Apart from the born losers and the lucky devils of this world, one human being is about as badly off as the next, but they lead their lives on different levels. For the man of today, who has on the whole not much perspective on the meaning of his life, the confident sense of his own level is a most desirable second best. In exceptional cases this confidence can rise to an ecstasy of height or power, just as there are those who turn giddy when they know themselves to be high up in a building, even though they are standing in the middle of a room with the windows shut. When Diotima reflected that one of the most influential men in Europe was working together with her to infuse ideas into the strongholds of power, and how destiny itself must have brought them together, and what was going on, even if on this particular day nothing special was actually happening on this high floor of a World-Austrian humanitarian undertaking: when she reflected on it, her tangled thoughts soon resembled knots that had slackened into loops; they came more easily and were soon racing along, accompanied by an unusual sense of joy and success, as though streaming toward her and bringing flashes of amazing insights.

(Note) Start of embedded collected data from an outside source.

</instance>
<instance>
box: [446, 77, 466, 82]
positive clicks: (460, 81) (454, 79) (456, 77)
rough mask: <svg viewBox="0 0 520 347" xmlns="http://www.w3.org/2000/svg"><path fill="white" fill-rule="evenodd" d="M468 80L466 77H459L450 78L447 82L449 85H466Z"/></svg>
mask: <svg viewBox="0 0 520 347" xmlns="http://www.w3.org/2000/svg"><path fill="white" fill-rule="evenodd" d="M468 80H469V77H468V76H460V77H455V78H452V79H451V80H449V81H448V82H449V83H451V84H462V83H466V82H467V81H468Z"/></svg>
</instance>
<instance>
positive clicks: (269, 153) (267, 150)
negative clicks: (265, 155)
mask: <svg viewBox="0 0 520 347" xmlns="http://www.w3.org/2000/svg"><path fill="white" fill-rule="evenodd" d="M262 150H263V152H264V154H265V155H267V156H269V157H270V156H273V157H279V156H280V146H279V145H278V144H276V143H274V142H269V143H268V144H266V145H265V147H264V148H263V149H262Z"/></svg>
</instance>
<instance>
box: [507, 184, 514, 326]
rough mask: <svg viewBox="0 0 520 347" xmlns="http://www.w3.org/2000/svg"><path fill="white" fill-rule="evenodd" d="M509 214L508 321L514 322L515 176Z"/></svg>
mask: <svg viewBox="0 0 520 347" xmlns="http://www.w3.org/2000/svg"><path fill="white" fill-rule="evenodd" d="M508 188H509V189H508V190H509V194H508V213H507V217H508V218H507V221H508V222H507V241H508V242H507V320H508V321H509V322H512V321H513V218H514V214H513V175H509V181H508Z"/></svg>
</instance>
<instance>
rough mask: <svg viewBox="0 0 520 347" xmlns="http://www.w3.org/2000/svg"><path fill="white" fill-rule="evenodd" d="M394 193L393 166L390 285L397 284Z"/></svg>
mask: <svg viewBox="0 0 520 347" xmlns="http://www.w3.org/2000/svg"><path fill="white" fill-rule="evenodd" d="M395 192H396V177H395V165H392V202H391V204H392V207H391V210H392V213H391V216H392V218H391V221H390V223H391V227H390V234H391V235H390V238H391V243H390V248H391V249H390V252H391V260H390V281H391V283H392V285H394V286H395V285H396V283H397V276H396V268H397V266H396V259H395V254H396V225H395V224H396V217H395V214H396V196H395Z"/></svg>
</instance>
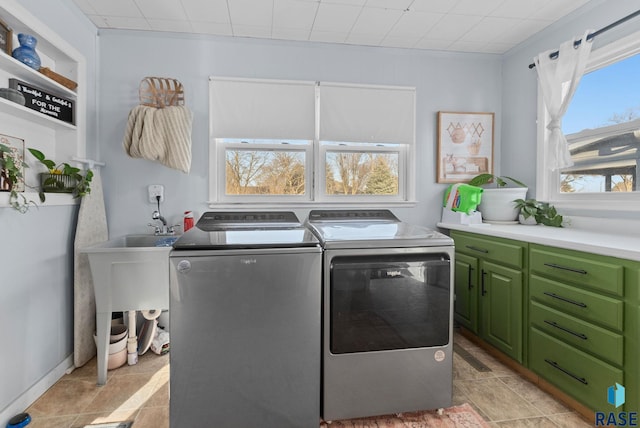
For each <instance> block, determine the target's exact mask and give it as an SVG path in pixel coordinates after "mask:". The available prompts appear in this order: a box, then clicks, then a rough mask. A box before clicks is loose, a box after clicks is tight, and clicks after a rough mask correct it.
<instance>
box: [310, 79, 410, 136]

Her self-confidence rose; successes she would never have dreamed of lay within reach; she felt more cheerful than was her habit, sometimes even a daring joke would occur to her, and something she had never known in all her life, waves of gaiety, even of exuberance, coursed through her. She felt as though she were high up in a turret, in a room with many windows. But it was also a queer, scary feeling. She felt plagued by an indefinable, general, indescribable sense of well-being that made her want to do things, do something, anything, though she couldn’t imagine what. It was as if she had suddenly become aware of the globe turning under her feet and could not shake this awareness off; or as if all this excitement without tangible cause were as inhibiting as a dog leaping about at one’s feet, though how it had got there no one could say. And so Diotima sometimes worried about the change she had undergone without her own express permission, and her condition, all in all, most resembled that bright, nervous gray, the color of the faint, weightless sky at the hour of utter hopelessness, when the heat is at its worst.